Segundo o ministro, a decisão de suspender o decreto não interrompe o trabalho técnico da Secretaria de Hidrovias. “O governo tomou a decisão para que fosse suspenso aquele decreto, mas isso não vai impedir o trabalho da Secretaria de Hidrovias. Os estudos todos eles permanecem”, disse Costa Filho ao comentar o recuo da administração federal.
O decreto revogado previa a avaliação para concessões à iniciativa privada da Hidrovia do Rio Tapajós e de outras hidrovias na região, incluindo os rios Madeira e Tocantins. A medida gerou protestos indígenas por mais de um mês, com atos que chegaram a ocupar o escritório da empresa Cargill no Porto de Santarém, às margens do Rio Tapajós, e manifestações realizadas em São Paulo e em Brasília, onde um grupo de indígenas acampou na capital federal.
Após participar de leilões de arrendamentos portuários na B3, em São Paulo, Costa Filho afirmou ser preciso respeitar a decisão da maioria do governo ao revogar o decreto. O ministro justificou a revogação citando o risco à vida devido à intensificação das mobilizações, ao mesmo tempo em que declarou que não se pode permitir que manifestações prejudiquem o desenvolvimento do país.
O ministro informou que há cinco estudos em andamento — dois no BNDES e três na Infra S.A. — e que serão realizadas consultas públicas.

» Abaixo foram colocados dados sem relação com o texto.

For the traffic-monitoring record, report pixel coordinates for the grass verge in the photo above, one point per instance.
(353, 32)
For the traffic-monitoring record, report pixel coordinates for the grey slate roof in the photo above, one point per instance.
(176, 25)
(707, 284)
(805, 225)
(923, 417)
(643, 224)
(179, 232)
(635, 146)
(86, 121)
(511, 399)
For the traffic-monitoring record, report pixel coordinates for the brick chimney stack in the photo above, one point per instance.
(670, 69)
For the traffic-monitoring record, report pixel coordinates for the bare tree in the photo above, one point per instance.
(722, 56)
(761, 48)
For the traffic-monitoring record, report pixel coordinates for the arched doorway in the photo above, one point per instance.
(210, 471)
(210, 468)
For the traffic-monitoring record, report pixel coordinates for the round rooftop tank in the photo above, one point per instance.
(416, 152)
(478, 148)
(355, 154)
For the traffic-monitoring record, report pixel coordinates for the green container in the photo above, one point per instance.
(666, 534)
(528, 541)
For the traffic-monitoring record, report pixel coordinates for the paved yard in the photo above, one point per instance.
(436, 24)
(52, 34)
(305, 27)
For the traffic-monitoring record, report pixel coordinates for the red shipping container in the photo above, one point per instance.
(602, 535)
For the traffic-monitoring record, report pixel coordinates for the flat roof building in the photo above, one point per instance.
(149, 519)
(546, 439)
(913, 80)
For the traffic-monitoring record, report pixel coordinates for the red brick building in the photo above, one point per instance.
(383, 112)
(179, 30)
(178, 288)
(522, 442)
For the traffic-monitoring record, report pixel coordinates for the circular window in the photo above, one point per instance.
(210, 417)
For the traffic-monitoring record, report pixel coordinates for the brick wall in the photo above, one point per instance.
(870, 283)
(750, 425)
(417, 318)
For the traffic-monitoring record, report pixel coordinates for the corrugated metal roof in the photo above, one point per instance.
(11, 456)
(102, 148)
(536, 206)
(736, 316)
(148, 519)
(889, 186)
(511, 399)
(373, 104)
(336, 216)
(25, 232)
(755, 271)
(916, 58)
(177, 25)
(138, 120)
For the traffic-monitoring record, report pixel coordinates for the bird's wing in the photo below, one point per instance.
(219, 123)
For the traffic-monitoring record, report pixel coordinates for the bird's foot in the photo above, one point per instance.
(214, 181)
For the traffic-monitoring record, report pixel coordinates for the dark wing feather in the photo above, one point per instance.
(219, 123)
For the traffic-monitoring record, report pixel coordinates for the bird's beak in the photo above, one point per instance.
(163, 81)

A secretaria responsável ampliará o diálogo com a população, movimentos sociais e o setor produtivo para avançar na agenda hidroviária do Brasil.

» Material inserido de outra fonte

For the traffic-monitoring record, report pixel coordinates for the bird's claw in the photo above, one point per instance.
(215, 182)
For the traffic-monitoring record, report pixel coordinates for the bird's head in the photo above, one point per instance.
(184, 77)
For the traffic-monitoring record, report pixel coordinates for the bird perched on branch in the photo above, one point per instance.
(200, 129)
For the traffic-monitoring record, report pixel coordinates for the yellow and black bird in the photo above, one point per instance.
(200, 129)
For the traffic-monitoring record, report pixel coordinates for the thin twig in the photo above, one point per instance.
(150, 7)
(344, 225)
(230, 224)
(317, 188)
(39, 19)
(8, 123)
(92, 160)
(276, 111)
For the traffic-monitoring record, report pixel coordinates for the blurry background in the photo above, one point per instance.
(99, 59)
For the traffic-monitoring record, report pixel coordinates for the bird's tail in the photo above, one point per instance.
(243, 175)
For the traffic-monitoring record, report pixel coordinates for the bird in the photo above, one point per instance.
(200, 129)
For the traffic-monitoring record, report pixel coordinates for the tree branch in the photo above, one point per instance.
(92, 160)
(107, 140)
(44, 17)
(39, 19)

Costa Filho ressaltou que nenhuma iniciativa será tomada sem o devido diálogo com a sociedade e que outras medidas poderão ser adotadas desde que mantido esse canal de interlocução.
Portos
Na avaliação relacionada aos portos, o ministro destacou que, além dos leilões realizados na B3, o governo pretende promover ainda em 2026 os leilões do terminal de contêineres do Porto de Santos (Tecon 10) e do Porto de São Sebastião. No entanto, os cronogramas para esses certames ainda não foram definidos pelo ministério.
As ações da Secretaria de Hidrovias e os estudos em andamento deverão seguir com etapas de consulta pública e diálogo social antes de qualquer encaminhamento sobre concessões.